Buildings Detection and Description System From Multiple Views


A method for detection and description of rectilinear buildings from two or more aerial intensity images is described. The multiple images may be taken at different times with differing imaging conditions. Detection and description of buildings under these conditions is a difficult task. It is not possible to compute a dense 3-D map just by intensity correlation. Instead, we need to match features and organize the features into coherent structures. We describe a hierarchical perceptual grouping and matching technique for this. The grouping and matching are performed at several levels, each higher level having more information to make its decisions. The grouping process gives rise to 3-D hypotheses for roofs of buildings which are then further examined for evidence of expected walls and shadows on the ground. The output of the system is a model of 3D building hypotheses, each with an associated confidence measure. Some experimental results are presented.

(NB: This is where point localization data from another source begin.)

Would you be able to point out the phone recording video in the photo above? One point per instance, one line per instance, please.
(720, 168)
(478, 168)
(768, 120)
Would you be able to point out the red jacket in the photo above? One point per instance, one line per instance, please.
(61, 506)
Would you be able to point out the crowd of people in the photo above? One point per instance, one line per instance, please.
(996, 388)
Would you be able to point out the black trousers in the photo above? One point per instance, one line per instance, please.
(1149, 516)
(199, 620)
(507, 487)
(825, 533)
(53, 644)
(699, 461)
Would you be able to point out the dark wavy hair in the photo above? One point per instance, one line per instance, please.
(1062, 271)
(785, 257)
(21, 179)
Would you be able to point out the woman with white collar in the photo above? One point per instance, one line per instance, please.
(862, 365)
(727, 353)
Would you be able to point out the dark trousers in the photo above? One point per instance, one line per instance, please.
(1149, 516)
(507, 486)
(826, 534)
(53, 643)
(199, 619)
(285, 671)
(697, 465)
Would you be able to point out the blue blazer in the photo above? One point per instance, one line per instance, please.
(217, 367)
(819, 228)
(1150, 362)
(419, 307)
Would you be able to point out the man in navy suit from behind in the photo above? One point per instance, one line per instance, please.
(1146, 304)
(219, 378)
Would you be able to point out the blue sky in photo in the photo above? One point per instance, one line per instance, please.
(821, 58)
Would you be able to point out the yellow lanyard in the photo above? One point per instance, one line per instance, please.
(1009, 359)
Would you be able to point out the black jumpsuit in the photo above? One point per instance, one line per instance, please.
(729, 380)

Block Diagram of the System

Fort Hood Site: Preliminary Example

Fort Hood Examples


This example shows uncombined buildings. The views used are almost nadir, though they are taken at different times of the day as evidenced by the different shadows. There are a number of bushes, trees, grass patches, vehicles, and small structures in these views.
This example shows one L-shaped building, and two rectangular buildings. One view is a nadir, while the other is an oblique view. There are three buildings in this snippet of the scene, one of which is a gabled-roof building.
This example shows elongated T-shaped buildings. One view is a nadir, while the other is an oblique view. The routine for combination of rectangular 3D building hypotheses was run recursively on the 3D rectagular fragments of the building that were verified, as in the example above. The area surrounding the buildings is fairly busy in terms of density of features detected.
This example shows elongated T-shaped buildings and a building with small extensions. One view is a nadir, while the other is an oblique view. These buildings have significant wall areas visible. The elongated T-shaped buildings are very different in contrast in both views.